Nunca me he sentido verdaderamente parte de la sociedad como grupo. Probablemente sea desde mis tiempos de colegio en los que fui la recha oficial. Ser hija única tampoco ha de haber ayudado. Ahora que estoy en lo que estadísticamente es probable que sea la mitad de mi vida, puedo ver con cierta separación emocional el proceso ese de haber crecido conmigo misma.
Sigo queriendo atención, pero no me gusta tanta ni tan frecuente como yo hubiera pensado hace algunos años. El concepto de espacio personal que no hubiera podido definir en mi adolescencia, pero del que disfruté en abundancia, es ahora una de mis más preciadas posesiones. Puedo encontrar con precisión matemática en dónde residen todas mis inseguridades, aunque no me las haya podido quitar todavía. Conozco mis vicios y me alejo de mis tentaciones porque sé que puedo resistirlas.

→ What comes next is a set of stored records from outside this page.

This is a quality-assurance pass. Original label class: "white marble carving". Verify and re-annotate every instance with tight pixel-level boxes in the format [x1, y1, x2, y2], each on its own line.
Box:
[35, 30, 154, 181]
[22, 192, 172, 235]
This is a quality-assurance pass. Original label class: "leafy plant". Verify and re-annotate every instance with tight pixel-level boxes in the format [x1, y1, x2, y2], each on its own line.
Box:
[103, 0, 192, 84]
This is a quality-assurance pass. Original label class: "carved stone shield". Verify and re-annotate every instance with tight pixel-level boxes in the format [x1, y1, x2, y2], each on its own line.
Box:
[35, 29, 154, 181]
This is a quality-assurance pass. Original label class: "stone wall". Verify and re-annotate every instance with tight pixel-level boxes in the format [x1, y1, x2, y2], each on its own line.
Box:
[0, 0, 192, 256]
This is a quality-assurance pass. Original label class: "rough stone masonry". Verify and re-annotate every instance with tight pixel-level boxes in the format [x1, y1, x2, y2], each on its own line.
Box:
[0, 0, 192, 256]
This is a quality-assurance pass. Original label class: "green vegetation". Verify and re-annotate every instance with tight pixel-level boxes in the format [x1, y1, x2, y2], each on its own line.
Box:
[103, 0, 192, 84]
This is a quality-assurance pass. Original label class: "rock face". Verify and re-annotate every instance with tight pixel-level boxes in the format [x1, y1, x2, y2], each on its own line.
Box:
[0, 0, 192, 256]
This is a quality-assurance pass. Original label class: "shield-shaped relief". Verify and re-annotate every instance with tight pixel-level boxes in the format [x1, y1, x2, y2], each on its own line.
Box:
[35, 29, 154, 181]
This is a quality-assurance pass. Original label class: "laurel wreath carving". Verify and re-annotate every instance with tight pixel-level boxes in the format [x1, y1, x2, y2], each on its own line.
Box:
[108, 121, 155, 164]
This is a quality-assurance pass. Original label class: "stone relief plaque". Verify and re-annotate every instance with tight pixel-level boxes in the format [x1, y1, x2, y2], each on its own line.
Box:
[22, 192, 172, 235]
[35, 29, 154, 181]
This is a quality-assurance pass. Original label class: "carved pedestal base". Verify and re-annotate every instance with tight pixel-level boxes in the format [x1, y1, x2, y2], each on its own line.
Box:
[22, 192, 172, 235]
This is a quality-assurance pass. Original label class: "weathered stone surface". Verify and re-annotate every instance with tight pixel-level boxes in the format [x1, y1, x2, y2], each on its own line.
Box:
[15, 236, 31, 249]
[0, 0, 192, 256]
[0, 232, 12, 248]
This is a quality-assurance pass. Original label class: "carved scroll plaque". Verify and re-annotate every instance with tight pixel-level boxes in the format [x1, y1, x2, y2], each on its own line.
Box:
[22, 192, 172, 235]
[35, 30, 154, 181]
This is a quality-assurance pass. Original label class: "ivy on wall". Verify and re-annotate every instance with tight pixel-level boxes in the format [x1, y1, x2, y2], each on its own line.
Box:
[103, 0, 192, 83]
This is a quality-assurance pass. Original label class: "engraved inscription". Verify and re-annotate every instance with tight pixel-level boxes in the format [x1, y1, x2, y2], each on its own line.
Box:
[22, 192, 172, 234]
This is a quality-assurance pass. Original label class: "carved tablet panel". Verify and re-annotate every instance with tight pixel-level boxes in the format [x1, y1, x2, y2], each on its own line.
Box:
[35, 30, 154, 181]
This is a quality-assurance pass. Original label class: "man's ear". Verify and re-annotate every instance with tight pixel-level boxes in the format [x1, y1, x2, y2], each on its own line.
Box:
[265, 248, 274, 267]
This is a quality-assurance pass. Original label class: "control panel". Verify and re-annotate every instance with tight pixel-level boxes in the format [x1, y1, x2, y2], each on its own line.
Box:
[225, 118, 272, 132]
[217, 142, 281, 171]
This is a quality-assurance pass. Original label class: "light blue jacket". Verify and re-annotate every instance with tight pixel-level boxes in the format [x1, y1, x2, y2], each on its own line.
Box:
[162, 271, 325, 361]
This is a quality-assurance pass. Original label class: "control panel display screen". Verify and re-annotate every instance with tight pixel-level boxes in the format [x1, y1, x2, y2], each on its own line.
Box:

Estar afuera de lo que se mira como «normal», no implica que sea excéntrica, ni que tire al carajo todas las reglas sociales, ni que desdeñe papeles tradicionales. Para mí, no ser parte del grupo desde el principio sólo me ha servido para observarlo y decidir entrar o no de forma más pensada, no por inercia. Esto me ha costado el doble de esfuerzo, porque es una dicotomía extraña entre unas ganas de pertenecer a algo más grande que yo y el cuestionamiento constante de cosas que se dan por sentadas y con las que no comparto.
También creo que nadie es completamente parte del grupo, ni nadie está completamente fuera de él. Hay grados que simplemente se adaptan a las necesidades de las personas. Y eso está bien. Yo tengo mi propio grupo, al cuál pertenezco. Lo bonito es que ya no es como cuando era adolescente, cuando ese grupo estaba formado por una membresía de uno.